Marine Le Pen au pouvoir

par Laurent Joffrin |  publié le 22/01/2025

Trois brillants essayistes décrivent une France gouvernée par le RN, en s’appuyant sur son programme et sur la personnalité de ses leaders (1). Une indispensable dystopie qui fait réfléchir à ce qui nous attend, si jamais…

Laurent Joffrin

Laurent Wauquiez est Premier ministre, Jordan Bardella est à l’Intérieur, Éric Ciotti à la Justice, Henri Proglio à Bercy et Marine Le Pen à l’Élysée. Nous sommes en 2026 et Emmanuel Macron a jeté l’éponge, considérant qu’il ne pouvait plus gouverner. Face aux républicains de droit et de gauche divisés et affaiblis, la cheffe du Rassemblement national a remporté le scrutin présidentiel et s’attèle à la mise en œuvre de son programme.

Le premier obstacle est économique : Proglio constate que l’endettement du pays rend impossible la réalisation des mesures prévues. Il faut négocier avec l’Europe un plan de redressement des finances publiques. Une seule solution : couper dans les dépenses qui concernent ceux qui ne votent pas pour le RN et prioriser les largesses inconsidérées prévues par le parti. Difficile exercice qui aggrave les tensions françaises et échoue à stabiliser le budget.

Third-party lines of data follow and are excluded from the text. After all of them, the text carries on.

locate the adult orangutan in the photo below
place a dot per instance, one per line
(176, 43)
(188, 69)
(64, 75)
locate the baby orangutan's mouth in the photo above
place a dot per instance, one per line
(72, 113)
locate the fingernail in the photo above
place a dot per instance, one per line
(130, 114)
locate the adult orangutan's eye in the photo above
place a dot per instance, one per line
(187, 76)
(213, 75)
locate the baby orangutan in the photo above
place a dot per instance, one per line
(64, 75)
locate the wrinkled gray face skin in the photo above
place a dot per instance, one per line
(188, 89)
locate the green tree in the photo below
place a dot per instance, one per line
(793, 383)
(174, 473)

La présidente et ses ministres se rattrapent sur la sécurité et l’immigration. On abolit le droit du sol, on renforce les frontières et on ouvre la chasse aux sans-papiers, quitte à sortir de l’état de droit et à rejeter les règles prévues par les conventions internationales. On instaure la présomption de légitime défense demandée par certains syndicats de police et on lance de vastes opérations coup de poing pour intimider les délinquants. On parfait le dispositif en déclenchant une « guerre culturelle » contre les artistes « gauchistes », les créateurs subventionnés, la télévision publique et tout ce qui ressemble de près ou de loin à des militants « wokistes », concept élargi en fait à toute la gauche.

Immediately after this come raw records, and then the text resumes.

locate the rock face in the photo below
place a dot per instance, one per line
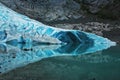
(16, 29)
(46, 10)
(54, 10)
(103, 8)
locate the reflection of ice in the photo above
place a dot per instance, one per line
(21, 40)
(17, 55)
(14, 26)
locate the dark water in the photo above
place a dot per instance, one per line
(100, 65)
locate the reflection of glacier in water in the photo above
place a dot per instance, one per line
(17, 55)
(22, 39)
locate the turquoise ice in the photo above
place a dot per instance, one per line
(22, 39)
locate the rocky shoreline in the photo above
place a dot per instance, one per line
(101, 17)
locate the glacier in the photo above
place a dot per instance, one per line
(24, 40)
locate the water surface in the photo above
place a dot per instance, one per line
(100, 65)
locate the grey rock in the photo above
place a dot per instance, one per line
(104, 8)
(46, 10)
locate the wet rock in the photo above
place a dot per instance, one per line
(46, 10)
(103, 8)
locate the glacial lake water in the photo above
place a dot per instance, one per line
(100, 65)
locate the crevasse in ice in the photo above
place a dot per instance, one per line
(22, 39)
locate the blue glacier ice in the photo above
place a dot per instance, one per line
(24, 40)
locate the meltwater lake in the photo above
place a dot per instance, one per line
(51, 62)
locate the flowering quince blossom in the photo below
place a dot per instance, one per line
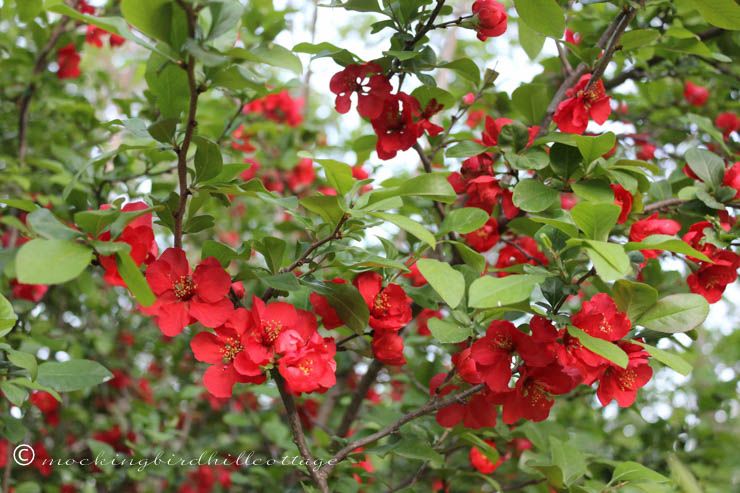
(624, 200)
(695, 95)
(599, 317)
(728, 123)
(371, 95)
(68, 61)
(492, 18)
(220, 349)
(572, 115)
(184, 297)
(653, 225)
(622, 384)
(481, 463)
(139, 235)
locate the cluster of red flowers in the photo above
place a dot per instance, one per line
(397, 119)
(552, 363)
(582, 104)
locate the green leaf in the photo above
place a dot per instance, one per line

Les électeurs du RN sont satisfaits, mais la situation économique se dégrade rapidement, la chasse aux immigrés fait partir toutes sortes de travailleurs utiles aux entreprises et aux services publics, et les bavures nées des nouvelles règles policières mettent le feu aux banlieues. Les finances publiques sont au bord du gouffre, le tourisme se raréfie, les créanciers de la France lui infligent des taux d’intérêt coûteux et une crise ouverte se déclenche avec l’Union européenne. Deux ans plus tard, Marine Le Pen se retrouve face à un impossible dilemme…

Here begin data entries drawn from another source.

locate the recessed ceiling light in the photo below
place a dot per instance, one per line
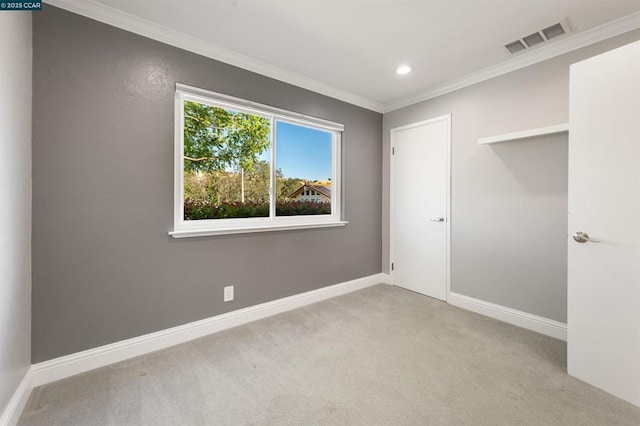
(403, 69)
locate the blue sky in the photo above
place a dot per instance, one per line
(302, 152)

Tout cela est conté avec brio, dans un style ironique, parfois trop allusif, et avec une rigueur économique et juridique implacable. Les trois auteurs maîtrisent sur le bout des doigts les arcanes des finances publiques, les contraintes internationales, les principes du droit, les fractures de la société française. Ils déduisent les événements qu’il prophétisent d’une étude précise du projet nationaliste.

Dystopie partisane ? Sans doute : les trois compères sont évidemment très opposés au RN. Mais le réalisme de leur récit est un défi pour ceux qui voudraient le réfuter en le faisant passer pour un simple et facile réquisitoire militant. Indice éloquent : le scénario économique qu’ils déroulent à partir des propositions du RN vaut aussi pour une gauche trop dépensière, qui se heurterait aux mêmes obstacles dirimants. À méditer, donc, par tous ceux qui se soucient de l’avenir français en ces temps de populisme agressif et de démagogie largement partagée…

(1) Guillaume Hannezo, Hakim El Karoui, Thierry Pech, Marine Le Pen présidente, dystopie politique 2026-2028, Les Petits Matins, 262 pages, 20 euros.